ドキュメンタリー映画『香港、裏切られた約束』
2024年8月30日から、アップリンク吉祥寺および9月6日からアップリンク京都にて公開されるドキュメンタリー映画『香港、裏切られた約束』。この映画は、政治と社会が激動する中で故郷や愛する人々を守るために戦った香港市民の姿をリアルに描写しています。監督のトウィンクル・ンアン氏は、2019年の香港民主化運動を背景にビデオカメラを手に取り、その様子を記録しました。彼女は当時パティシエとして働き、使用した資金で映像を撮影。その後イギリスに亡命し、苦難の末にこの映像作品を完成させました。
この監督と亡命中のロンドンを結ぶZoomイベントで、映画の試写会トークショーが開催されました。監督は、香港の権力者たちが歴史を変えようとしていると語り、映画を通じて真実を広めることの重要性を強調しました。
香港の民主化運動
本作は1997年の香港返還後に展開された「一国二制度」が脅かされ、特に逃亡犯条例の制定を受けて数々のデモが展開されるという背景があります。2019年6月に行われた大規模なデモでは、約200万人が参加しましたが、全体としての支持を得られなかったゼネラル・ストライキについて、監督は当時の社会環境に言及し、多くの人々が仕事を優先せざるを得なかった状況を指摘しました。
トークショーの内容
トークショーでは、香港市民の活動や支援の形についても語られました。監督は、直接的なデモに参加できなくとも、大人たちが若者を支えるために力を貸す様子があったと述べました。理工大学では多くの大人たちが学生を救うために協力していた一方で、香港政府がストライキに無関心であったために市民も反応しづらかった側面もあったようです。

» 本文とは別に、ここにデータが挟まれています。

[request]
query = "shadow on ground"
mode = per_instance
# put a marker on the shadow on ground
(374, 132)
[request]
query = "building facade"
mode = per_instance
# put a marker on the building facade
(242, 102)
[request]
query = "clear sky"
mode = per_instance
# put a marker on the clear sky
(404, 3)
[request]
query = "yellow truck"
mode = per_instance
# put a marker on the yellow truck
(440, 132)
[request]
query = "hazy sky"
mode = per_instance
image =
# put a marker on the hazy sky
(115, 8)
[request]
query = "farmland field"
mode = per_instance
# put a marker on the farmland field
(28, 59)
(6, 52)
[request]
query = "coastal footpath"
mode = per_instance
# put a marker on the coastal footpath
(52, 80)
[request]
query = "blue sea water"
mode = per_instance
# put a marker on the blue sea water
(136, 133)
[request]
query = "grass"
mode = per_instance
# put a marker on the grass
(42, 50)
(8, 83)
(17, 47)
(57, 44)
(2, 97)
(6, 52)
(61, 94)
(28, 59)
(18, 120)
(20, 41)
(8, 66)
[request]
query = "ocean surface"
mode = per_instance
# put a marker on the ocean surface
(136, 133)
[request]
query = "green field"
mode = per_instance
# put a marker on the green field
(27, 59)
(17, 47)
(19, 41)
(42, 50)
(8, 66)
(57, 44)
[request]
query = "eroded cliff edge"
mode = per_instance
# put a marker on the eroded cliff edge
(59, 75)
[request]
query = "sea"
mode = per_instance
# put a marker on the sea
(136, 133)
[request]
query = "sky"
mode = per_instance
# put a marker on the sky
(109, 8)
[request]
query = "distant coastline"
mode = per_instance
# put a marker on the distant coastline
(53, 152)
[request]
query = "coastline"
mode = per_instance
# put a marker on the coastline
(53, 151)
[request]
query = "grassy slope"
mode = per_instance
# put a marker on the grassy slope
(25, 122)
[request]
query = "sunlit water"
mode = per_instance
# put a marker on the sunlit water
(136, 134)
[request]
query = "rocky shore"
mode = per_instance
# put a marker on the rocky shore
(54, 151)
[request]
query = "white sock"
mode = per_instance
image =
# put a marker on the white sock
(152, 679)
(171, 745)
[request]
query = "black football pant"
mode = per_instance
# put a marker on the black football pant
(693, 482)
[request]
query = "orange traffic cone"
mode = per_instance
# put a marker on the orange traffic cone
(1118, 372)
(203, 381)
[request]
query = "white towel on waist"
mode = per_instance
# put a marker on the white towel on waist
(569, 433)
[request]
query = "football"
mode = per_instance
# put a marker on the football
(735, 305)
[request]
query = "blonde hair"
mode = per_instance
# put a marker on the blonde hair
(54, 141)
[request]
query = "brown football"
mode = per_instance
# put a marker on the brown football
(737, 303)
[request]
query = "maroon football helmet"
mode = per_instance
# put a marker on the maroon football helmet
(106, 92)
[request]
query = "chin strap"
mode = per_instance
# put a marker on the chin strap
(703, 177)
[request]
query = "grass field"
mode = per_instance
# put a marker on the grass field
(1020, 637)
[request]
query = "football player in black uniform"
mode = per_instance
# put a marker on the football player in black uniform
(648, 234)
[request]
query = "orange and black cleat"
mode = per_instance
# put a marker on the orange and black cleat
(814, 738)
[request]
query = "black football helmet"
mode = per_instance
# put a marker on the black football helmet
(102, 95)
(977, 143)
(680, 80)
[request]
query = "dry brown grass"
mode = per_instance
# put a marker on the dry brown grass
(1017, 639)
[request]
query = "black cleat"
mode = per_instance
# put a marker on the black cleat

監督はまた、今後の活動についても語り、イギリスでのデモを撮影し、香港から移住した人々とイギリス国民との理解を深めるために映画制作を続けたいと強調しました。彼女は、香港に何が起こったのかを伝えることが、両者の共存を促進すると考えています。
現在の香港
現在、香港では多くの市民が移民として生活を強いられています。香港のメディアが信頼できない情報源となったため、多くの人は YouTube などを通じて情報を収集しています。監督は、この状況に心を痛めつつも、香港に向ける思いは変わらないと語ります。かつて自由であった香港の生活が今は難しい状況で、心の中では問題意識を持ちながら生きていることが大切だと強調しました。
監督のメッセージ
トウィンクル・ンアン監督は、香港の権力者が歴史を変える中で、映画を通じて真実を広める活動の意義を訴えています。「今後も関心を持ち続けていただきたい」と彼女は締めくくりました。
この映画『香港、裏切られた約束』は、単なるドキュメンタリーではなく、観客に現実を直視させ、未来の希望や課題を考えさせる重要な作品です。映像は、観客を抗議の最前線へと導きます。